Again, I told him this all felt incredibly unlikely but I agreed it was possible, so for the sake of argument I went with it.

“Now Scott, imagine it is ten years from now and I am on the airplane flying toward you. I am drinking too much because I am ashamed to meet you and tell you how my life has fallen apart. I consider lying to you.”  He looks down, as though he feels shame. It actually affects me.

“And to make matters worse, I look across the aisle of the airplane and just one row ahead of me sits The Fishman. He is smiling and happy as he looks through photos of my children.”

“Now he is elated with joy, while I am hostile and defeated. So the real question is, when the doors to the Customs Area opens and The Fishman and I walk out with our luggage in our hands, which one of us will you embrace as your friend?”

357 Relax and Succeed - I believe that we are all transient

Ka-pow. I was thunderstruck. I suddenly understood the bucket in the river analogy. He was talking about how we’re not a person or a name. We’re a fluid identity that builds itself based on its beliefs about its experiences.

I realized our ego’s don’t like people, they just approve of how some of them think. My soul could like anyone, but I’m only willing to like the ones that think pretty much like me. So everyone –even The Fishman– always existed in a perpetual state of being a potential friend. The world had just gotten better.

It was humbling and expansive all at once. And I hope it’s been a similar experience for you just reading this. Because this is is what identity is all about. We are made of our beliefs, and we make others of our beliefs too. Change those and we change the ourselves and everyone else around us.

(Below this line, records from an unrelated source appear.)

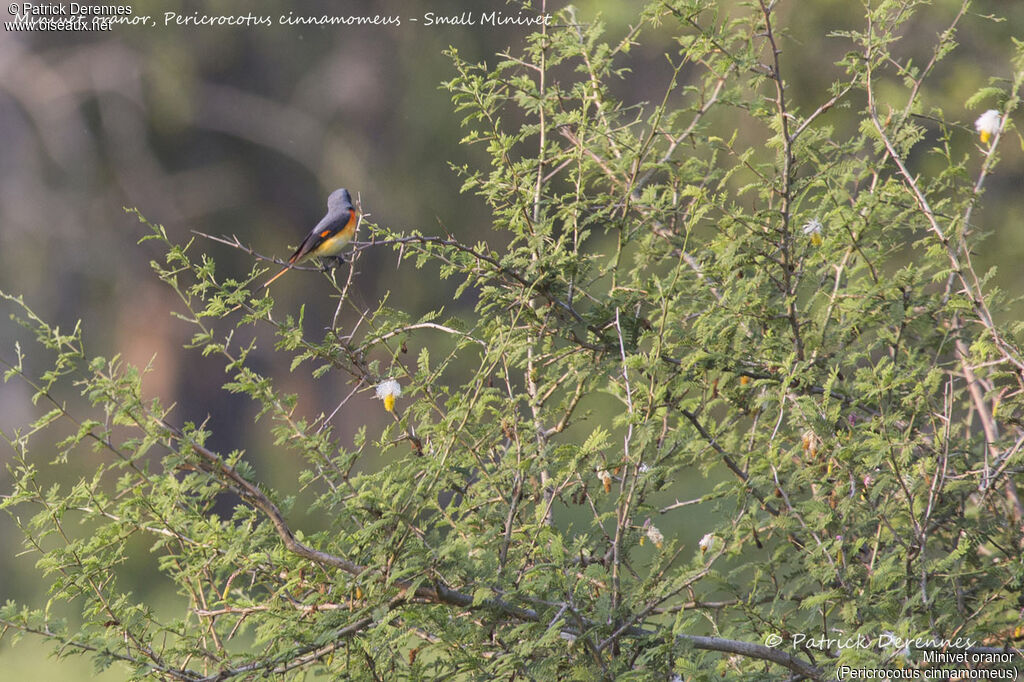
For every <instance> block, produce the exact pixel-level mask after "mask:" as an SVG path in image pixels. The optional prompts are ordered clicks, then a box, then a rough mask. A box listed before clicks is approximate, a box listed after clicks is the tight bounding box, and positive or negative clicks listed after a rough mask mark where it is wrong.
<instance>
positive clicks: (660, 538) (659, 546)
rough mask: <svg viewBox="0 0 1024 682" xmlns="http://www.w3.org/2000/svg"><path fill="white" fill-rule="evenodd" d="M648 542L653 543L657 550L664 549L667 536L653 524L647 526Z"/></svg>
mask: <svg viewBox="0 0 1024 682" xmlns="http://www.w3.org/2000/svg"><path fill="white" fill-rule="evenodd" d="M647 540H649V541H650V542H651V543H653V545H654V547H656V548H657V549H662V545H664V544H665V536H664V535H662V531H660V530H658V529H657V528H656V527H654V525H653V524H651V525H649V526H647Z"/></svg>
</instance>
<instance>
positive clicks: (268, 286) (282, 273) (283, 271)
mask: <svg viewBox="0 0 1024 682" xmlns="http://www.w3.org/2000/svg"><path fill="white" fill-rule="evenodd" d="M290 269H292V263H291V261H289V263H288V265H285V267H283V268H281V272H278V273H276V274H274V275H273V276H272V278H270V279H269V280H268V281H267V283H266V284H265V285H263V289H266V288H267V287H269V286H270V285H272V284H273V281H274V280H276V279H278V278H280V276H281V275H282V274H284V273H285V272H287V271H288V270H290Z"/></svg>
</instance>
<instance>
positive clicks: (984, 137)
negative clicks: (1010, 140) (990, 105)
mask: <svg viewBox="0 0 1024 682" xmlns="http://www.w3.org/2000/svg"><path fill="white" fill-rule="evenodd" d="M974 127H975V129H977V131H978V134H980V135H981V141H982V142H987V141H988V140H989V139H991V138H992V135H994V134H995V133H997V132H999V128H1001V127H1002V117H1001V116H999V113H998V112H997V111H996V110H994V109H990V110H988V111H987V112H985V113H984V114H982V115H981V116H979V117H978V120H977V121H975V122H974Z"/></svg>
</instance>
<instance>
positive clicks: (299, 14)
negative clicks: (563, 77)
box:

Our identity is whatever we choose it to be. It’s just that most people make that choice unconsciously because they don’t realize it’s made out of changeable thoughts.

Do like The Fishman. Decide to become someone you would enjoy being. Don’t wait for some change to come over you, create that change by enacting the person you truly want to be. That’s all your identity ever was anyway —it’s a role we choose to play each day.

Make that role conscious. Trade your script in for an improv stage. Trade repetition and predictability for excitement and joy. Don’t wonder if you can be that person, use that same creative energy to just be them.

Have yourself a wonderful day of testing the flexibility of who you are. Enjoy.